Adding in one cup of pumpkin puree (so, canned pumpkin) really made a huge difference to the texture of the dough, but remember, this is supposed to go in with your wet ingredients! I'm pretty sure adding it later might have made my dough a little over mixed, as it sort of had a weird texture to it. Not wet, but sort of... fluffy? I don't know, something to keep in mind for the future. Next time I make these - probably Thanksgiving! - I'm going to follow the recipe accurately and see if there's a difference.

So, once you have all your basic ingredients combined, you add in a cup of dried currants and a half cup of pumpkin seeds, which can be bought at the store or used from a pumpkin you murdered to make your cookies.

The recipe makes about three dozen cookies according to the cookbook, and I got about exactly that lined out on my baking trays. Not all at the same time, obviously!

They baked for about eighteen minutes in a 350 degree oven, and came out looking pretty good!

Even better when you find something pretty to plate them on!

The cookies were sort of cakey, which I didn't mind, and not having a photo to compare them to in the cookbook (don't you hate when that happens?), I can't say for certain if that's the texture they're supposed to be, or if that's just what happens when you add the pumpkin too late. The currants and seeds added really nice texture to it - this coming from someone who doesn't love nuts in her baked goods! - and the spices were noticeable without being overwhelming. Really, this tasted like a pumpkin currant cookie with a touch of spice, and I thought it was actually really refreshing! They definitely weren't overly sweet, and with the pumpkin, pumpkin seeds and currants, these are definitely not the most unhealthy cookie you could be treating yourself to, which is a plus in my book.

One downside was after they'd been sitting around for a while, they got sort of pasty, which makes me think maybe they don't keep for up to five days like the recipe promised. While they weren't bad the second day, I preferred eating them right out of the oven and then a couple hours later to being crammed in a tupperware and saved for a couple hours. Again, wondering if my over mixing might be to blame here. Overall though, I'd say these cookies were a success, and I think most of my taste testers agree with me.

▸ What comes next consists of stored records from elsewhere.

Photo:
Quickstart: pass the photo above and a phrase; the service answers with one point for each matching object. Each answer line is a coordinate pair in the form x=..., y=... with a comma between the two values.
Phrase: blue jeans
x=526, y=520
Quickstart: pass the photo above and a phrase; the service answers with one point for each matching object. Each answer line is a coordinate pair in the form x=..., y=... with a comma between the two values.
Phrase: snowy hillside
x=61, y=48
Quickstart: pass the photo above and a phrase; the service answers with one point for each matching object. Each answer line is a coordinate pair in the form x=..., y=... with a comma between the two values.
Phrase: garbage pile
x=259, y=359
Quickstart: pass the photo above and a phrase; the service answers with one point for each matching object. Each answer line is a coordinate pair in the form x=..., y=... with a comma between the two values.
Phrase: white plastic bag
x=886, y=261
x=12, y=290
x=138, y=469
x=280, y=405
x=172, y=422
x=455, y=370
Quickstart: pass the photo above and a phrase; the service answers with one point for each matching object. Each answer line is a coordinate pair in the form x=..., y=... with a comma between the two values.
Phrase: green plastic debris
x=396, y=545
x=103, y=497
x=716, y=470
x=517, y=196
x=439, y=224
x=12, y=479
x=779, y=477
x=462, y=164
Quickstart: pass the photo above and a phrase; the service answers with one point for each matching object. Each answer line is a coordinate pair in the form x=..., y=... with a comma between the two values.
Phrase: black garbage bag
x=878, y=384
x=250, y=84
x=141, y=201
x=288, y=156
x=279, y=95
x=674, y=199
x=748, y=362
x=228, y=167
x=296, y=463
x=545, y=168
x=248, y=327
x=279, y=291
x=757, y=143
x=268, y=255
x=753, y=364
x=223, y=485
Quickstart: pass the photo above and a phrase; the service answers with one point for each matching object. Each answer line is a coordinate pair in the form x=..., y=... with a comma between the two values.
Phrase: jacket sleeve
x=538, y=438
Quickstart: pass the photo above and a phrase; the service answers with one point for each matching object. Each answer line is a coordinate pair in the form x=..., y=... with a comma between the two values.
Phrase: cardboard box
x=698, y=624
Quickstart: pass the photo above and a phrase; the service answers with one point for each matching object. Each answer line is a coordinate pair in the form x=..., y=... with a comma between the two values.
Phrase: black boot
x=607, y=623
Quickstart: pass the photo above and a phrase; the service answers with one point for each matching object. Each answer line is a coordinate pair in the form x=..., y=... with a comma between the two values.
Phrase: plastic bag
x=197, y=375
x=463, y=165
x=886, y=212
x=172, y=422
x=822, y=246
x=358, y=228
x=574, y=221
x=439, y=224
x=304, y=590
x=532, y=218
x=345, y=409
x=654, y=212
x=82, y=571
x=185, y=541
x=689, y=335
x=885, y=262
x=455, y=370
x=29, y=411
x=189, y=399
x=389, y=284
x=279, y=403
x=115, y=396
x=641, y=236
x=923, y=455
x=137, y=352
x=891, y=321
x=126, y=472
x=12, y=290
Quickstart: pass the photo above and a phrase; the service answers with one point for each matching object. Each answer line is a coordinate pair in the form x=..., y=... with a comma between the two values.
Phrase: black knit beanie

So, although this isn't an authentic favorite food of Kaya's from the 1760's, it was still a fun way of using an ingredient that's kept people well fed and healthy for thousands of years that's an important staple of the foodways of the northeast. Life was very different for a Narraganset or Wampanoag girl from 1764 compared to Kaya, as contact with white colonists, disease, war and attempts to assimilate with the growing population had altered their way of life quite significantly since 1620, but they still would have been enjoying eating pumpkin and other squash the same way we do today. And while Kaya would have been on the other side of the continent in 1764, now she's got a chance to get a taste of something different, the same way we've been enjoying the food she would have grown up eating!

And okay, these are definitely coming back out for Thanksgiving!